We Say: Let’s immediately bust up two misconceptions I had before testing the Chase 31. It has a 12-inch foam collar instead of a rub rail, but is otherwise all fiberglass and not a rigid inflatable. Yacht owners see the 31 as a tender, but the qualities that make it so popular for dining off-yacht also make it a seaworthy, and luxurious, primary boat.
The sport-fisher-like deep-V (for truer towing behind a yacht) came into play when our test waters churned up and sent shallower-draft boats back to the marina while we stayed on the throttle. We also found the freeboard high enough to ensconce passengers, protecting them from the day’s chilly sea breezes. And while the collar keeps Thurston’s yacht from being nicked, it can also be an asset when using a piling as a pivot point in a stiff current.

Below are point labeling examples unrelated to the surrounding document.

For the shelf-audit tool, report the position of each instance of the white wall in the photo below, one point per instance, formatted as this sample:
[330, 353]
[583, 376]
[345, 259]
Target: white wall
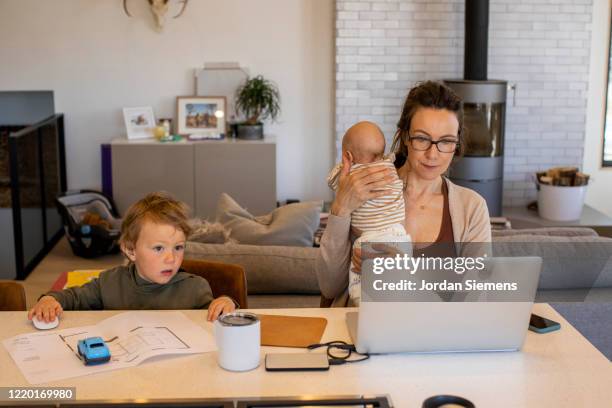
[97, 60]
[599, 195]
[542, 47]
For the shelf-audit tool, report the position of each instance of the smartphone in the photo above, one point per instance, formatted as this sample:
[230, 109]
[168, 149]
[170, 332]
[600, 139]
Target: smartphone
[541, 324]
[297, 362]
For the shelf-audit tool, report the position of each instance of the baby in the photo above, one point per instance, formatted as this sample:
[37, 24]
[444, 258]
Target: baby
[380, 219]
[153, 236]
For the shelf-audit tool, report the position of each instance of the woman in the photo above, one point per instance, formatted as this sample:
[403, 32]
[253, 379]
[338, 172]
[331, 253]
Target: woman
[430, 133]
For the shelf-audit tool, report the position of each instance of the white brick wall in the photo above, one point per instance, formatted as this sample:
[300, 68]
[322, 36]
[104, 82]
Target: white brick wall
[384, 46]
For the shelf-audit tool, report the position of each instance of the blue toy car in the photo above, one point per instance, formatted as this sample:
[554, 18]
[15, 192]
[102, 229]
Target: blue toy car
[93, 350]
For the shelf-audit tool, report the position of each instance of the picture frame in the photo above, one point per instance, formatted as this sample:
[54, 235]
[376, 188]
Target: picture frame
[139, 122]
[200, 115]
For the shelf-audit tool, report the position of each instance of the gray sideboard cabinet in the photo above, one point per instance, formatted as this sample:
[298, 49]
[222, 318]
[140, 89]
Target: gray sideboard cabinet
[196, 172]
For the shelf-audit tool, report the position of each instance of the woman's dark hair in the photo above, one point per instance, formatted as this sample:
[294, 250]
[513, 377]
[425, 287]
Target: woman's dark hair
[428, 94]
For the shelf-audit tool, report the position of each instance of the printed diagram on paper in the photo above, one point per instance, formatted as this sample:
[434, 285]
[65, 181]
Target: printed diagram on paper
[132, 337]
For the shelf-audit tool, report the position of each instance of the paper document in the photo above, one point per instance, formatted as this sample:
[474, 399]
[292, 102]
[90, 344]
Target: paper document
[132, 337]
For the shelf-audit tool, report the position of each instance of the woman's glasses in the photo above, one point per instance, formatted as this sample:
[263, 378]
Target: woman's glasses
[423, 143]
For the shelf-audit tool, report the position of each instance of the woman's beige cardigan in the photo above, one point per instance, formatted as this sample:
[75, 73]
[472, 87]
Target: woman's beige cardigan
[469, 217]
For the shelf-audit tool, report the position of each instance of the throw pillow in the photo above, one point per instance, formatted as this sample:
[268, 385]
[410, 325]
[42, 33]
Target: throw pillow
[289, 225]
[209, 232]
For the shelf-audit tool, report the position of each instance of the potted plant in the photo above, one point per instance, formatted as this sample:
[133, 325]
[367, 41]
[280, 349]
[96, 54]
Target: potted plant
[257, 99]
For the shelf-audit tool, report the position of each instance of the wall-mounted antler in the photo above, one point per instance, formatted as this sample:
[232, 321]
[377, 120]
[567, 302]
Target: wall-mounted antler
[159, 8]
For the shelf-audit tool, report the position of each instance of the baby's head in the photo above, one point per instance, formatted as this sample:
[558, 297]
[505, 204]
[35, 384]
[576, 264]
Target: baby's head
[153, 235]
[363, 143]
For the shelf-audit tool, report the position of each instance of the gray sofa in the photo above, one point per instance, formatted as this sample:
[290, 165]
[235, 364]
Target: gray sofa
[578, 266]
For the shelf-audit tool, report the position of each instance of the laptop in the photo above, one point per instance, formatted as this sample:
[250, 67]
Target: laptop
[431, 327]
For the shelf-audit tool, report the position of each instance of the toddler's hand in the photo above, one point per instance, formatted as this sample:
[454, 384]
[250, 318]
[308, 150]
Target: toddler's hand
[220, 305]
[46, 309]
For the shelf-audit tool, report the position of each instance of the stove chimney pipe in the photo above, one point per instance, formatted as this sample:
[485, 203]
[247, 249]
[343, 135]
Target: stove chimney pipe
[476, 40]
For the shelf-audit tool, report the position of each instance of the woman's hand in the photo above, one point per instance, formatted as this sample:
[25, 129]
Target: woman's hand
[219, 306]
[358, 187]
[356, 260]
[47, 309]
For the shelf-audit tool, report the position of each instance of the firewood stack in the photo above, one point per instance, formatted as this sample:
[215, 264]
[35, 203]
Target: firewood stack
[563, 176]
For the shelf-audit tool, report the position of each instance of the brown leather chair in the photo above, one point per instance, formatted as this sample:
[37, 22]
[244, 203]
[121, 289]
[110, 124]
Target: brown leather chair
[325, 302]
[12, 296]
[224, 279]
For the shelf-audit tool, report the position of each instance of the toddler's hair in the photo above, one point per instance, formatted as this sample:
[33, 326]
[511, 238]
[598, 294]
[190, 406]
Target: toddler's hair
[158, 207]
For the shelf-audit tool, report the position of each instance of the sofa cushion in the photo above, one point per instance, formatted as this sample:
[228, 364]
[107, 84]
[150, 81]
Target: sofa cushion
[269, 269]
[568, 262]
[549, 231]
[289, 225]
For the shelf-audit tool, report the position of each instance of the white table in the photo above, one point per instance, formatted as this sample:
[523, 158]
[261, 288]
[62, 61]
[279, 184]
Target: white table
[559, 369]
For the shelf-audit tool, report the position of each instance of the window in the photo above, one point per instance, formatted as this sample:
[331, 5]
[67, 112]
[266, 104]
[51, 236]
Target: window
[607, 142]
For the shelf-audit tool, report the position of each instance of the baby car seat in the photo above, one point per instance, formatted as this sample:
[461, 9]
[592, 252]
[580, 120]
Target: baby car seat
[91, 222]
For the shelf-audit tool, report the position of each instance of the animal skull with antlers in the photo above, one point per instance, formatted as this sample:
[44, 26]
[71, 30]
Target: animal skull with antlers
[159, 8]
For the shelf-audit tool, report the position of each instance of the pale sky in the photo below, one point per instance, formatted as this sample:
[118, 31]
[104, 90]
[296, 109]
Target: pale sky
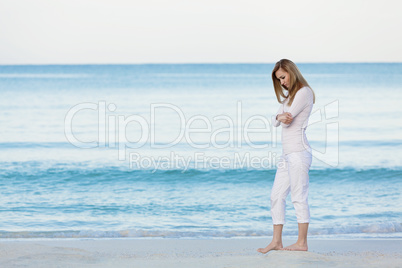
[203, 31]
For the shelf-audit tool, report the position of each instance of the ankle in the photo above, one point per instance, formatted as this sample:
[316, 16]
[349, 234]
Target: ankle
[277, 241]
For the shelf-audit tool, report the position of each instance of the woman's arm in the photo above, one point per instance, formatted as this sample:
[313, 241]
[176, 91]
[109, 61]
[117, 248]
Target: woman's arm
[275, 121]
[303, 98]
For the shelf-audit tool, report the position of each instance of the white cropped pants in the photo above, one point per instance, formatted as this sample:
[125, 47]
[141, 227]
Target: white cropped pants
[291, 176]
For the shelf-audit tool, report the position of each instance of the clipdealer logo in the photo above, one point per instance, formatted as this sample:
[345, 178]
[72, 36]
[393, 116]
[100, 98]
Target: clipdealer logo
[112, 133]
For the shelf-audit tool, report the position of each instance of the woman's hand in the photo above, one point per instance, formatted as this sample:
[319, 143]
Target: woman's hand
[285, 118]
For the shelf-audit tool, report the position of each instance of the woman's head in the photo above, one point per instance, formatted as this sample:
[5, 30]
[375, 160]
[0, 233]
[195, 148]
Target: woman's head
[287, 77]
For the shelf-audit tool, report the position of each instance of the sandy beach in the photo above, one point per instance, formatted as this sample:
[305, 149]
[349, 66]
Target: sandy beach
[196, 253]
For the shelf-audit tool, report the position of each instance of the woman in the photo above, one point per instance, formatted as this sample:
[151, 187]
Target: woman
[294, 164]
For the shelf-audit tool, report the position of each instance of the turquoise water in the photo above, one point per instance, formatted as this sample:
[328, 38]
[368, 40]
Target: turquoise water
[87, 174]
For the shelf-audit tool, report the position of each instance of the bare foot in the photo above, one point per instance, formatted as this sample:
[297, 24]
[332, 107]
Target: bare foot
[296, 247]
[272, 246]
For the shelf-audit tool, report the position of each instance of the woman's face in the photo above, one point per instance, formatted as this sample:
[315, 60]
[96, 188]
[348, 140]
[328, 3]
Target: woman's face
[283, 77]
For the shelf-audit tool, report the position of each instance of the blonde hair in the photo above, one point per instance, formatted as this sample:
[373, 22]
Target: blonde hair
[296, 81]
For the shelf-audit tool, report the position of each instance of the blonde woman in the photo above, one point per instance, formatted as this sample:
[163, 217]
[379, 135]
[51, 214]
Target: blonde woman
[296, 99]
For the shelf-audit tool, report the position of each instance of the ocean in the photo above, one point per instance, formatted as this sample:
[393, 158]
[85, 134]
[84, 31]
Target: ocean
[188, 151]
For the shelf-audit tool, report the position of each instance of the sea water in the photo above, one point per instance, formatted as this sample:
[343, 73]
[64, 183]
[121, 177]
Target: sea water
[188, 150]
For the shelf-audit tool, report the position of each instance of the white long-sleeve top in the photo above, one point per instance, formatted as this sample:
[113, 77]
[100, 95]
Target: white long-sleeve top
[293, 135]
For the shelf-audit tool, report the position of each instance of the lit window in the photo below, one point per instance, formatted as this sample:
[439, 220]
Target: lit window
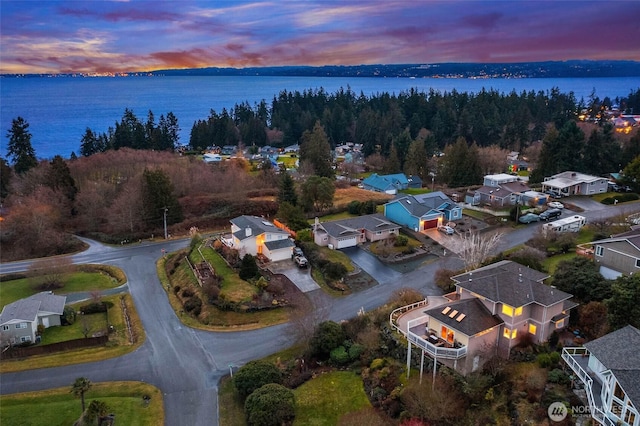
[507, 310]
[509, 333]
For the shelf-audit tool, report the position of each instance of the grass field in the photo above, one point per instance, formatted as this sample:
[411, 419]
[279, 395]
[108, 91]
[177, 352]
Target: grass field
[59, 406]
[13, 290]
[323, 400]
[118, 345]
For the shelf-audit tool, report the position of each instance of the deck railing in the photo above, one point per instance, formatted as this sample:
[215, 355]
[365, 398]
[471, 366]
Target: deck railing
[568, 355]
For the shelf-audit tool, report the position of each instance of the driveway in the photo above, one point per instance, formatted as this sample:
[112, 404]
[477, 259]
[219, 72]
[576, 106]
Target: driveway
[372, 265]
[301, 277]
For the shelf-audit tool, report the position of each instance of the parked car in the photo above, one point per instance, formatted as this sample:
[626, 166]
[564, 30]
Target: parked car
[550, 214]
[297, 251]
[446, 229]
[301, 261]
[556, 205]
[528, 218]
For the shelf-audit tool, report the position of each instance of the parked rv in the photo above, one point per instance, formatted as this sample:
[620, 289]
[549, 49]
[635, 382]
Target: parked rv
[568, 224]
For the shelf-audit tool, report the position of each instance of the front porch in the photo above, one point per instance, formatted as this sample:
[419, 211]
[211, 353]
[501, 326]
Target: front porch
[577, 358]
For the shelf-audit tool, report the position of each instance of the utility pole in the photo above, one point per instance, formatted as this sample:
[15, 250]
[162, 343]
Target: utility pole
[165, 222]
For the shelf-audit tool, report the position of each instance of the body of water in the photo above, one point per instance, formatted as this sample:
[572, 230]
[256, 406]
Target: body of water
[59, 110]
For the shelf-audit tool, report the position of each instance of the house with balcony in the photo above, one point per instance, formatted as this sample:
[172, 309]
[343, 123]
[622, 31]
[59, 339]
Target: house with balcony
[519, 296]
[353, 231]
[618, 255]
[491, 309]
[609, 368]
[574, 183]
[423, 212]
[258, 236]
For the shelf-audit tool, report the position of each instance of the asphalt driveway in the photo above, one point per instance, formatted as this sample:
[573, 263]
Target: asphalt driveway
[301, 277]
[372, 265]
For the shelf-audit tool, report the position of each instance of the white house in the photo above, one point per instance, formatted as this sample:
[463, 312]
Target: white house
[19, 320]
[609, 367]
[255, 235]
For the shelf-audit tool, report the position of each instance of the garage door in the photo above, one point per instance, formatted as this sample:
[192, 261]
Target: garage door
[348, 242]
[430, 224]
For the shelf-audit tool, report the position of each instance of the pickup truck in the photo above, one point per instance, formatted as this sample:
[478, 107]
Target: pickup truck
[301, 261]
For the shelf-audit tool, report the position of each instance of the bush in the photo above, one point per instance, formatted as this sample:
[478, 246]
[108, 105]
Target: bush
[254, 375]
[270, 405]
[193, 305]
[339, 356]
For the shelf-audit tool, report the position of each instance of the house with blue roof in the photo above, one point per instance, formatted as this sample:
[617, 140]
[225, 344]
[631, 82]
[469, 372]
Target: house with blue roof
[424, 211]
[391, 184]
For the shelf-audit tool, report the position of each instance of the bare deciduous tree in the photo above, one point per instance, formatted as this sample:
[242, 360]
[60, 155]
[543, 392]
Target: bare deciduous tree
[474, 248]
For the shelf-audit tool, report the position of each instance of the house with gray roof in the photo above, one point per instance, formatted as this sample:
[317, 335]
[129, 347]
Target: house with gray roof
[618, 255]
[19, 320]
[519, 296]
[609, 368]
[353, 231]
[491, 309]
[574, 183]
[423, 212]
[258, 236]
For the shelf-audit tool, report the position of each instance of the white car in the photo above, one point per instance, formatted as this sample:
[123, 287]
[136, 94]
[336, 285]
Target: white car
[446, 229]
[556, 205]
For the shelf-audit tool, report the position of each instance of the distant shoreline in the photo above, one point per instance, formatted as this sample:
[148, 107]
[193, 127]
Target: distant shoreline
[549, 69]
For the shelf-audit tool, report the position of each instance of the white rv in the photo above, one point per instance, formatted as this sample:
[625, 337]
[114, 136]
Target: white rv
[567, 224]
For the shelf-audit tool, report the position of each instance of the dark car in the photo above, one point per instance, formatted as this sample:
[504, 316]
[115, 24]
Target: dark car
[550, 214]
[528, 218]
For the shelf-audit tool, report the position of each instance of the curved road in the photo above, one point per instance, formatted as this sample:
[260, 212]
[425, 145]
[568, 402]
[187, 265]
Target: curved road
[187, 364]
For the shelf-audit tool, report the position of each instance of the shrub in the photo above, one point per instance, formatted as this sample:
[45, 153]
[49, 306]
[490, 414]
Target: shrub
[270, 405]
[339, 356]
[254, 375]
[193, 305]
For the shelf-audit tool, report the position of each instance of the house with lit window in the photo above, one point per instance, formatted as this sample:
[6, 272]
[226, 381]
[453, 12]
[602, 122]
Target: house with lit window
[609, 368]
[423, 212]
[491, 309]
[258, 236]
[519, 296]
[19, 320]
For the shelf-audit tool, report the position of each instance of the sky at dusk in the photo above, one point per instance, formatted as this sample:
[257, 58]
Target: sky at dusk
[118, 36]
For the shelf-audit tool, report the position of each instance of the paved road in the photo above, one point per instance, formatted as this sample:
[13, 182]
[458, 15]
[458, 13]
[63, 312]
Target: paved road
[186, 364]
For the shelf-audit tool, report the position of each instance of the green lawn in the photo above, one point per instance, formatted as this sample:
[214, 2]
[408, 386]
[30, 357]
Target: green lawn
[59, 406]
[13, 290]
[323, 400]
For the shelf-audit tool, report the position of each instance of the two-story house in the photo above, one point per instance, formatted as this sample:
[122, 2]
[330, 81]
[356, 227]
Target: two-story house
[423, 212]
[258, 236]
[609, 368]
[19, 320]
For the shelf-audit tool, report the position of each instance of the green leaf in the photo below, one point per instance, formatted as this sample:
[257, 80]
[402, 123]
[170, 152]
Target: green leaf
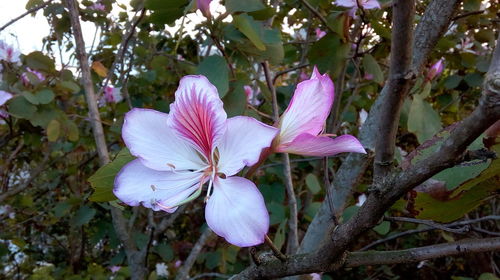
[247, 25]
[165, 11]
[45, 96]
[452, 81]
[383, 228]
[215, 69]
[83, 216]
[165, 251]
[313, 183]
[19, 107]
[423, 120]
[103, 180]
[235, 101]
[329, 54]
[371, 66]
[71, 130]
[37, 60]
[53, 130]
[244, 6]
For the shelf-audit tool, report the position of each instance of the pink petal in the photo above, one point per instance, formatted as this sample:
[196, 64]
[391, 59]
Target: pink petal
[204, 6]
[136, 184]
[310, 145]
[243, 143]
[149, 138]
[237, 212]
[370, 4]
[308, 109]
[4, 97]
[197, 114]
[346, 3]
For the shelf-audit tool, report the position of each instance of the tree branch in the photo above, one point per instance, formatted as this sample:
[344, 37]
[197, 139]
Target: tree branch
[332, 254]
[134, 257]
[433, 24]
[189, 262]
[461, 247]
[293, 237]
[398, 85]
[32, 10]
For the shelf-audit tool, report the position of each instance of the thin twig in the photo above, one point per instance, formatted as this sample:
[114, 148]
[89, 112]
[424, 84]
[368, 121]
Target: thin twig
[32, 10]
[293, 238]
[428, 223]
[189, 262]
[317, 14]
[280, 73]
[275, 250]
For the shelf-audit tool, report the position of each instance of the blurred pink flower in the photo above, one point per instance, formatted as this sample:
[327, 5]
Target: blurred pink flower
[435, 70]
[204, 7]
[8, 53]
[252, 96]
[177, 153]
[98, 7]
[4, 97]
[319, 33]
[115, 268]
[112, 94]
[355, 4]
[303, 121]
[38, 75]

Cruising is the 31’s forte — the aft cockpit had facing loveseats and the helm split recliners on our test boat. The entire front panel on the console is an acrylic hatch that lifts upward — the epitome of easy head access. The engine hatch lifts on two pipe-size gas assists, with the motor high enough to check fluids without crawling.
Our test boat ran on a single Volvo Penta 370 hp D6 — twin 300s in diesels or outboards are available. It burned only 9 gph at 27.4 mph, a big reason the boat has strong interest among fuel conscious Europeans. But don’t peg the Chase 31 as a Euro boat; that would be the worst misconception of all.
Who’d Want One: Boaters who like fore and aft luxury with the deep-water ability of a big center console.
Another Choice: Intrepid’s 300 CC is made for fishing, so it isn’t as luxurious, but it can be ordered with forward and aft seating, hardtop and a sliding entrance to the head with electric toilet for $141,044 (with twin 250 Verado outboards, more power than our Chase test boat). It isn’t available in diesels.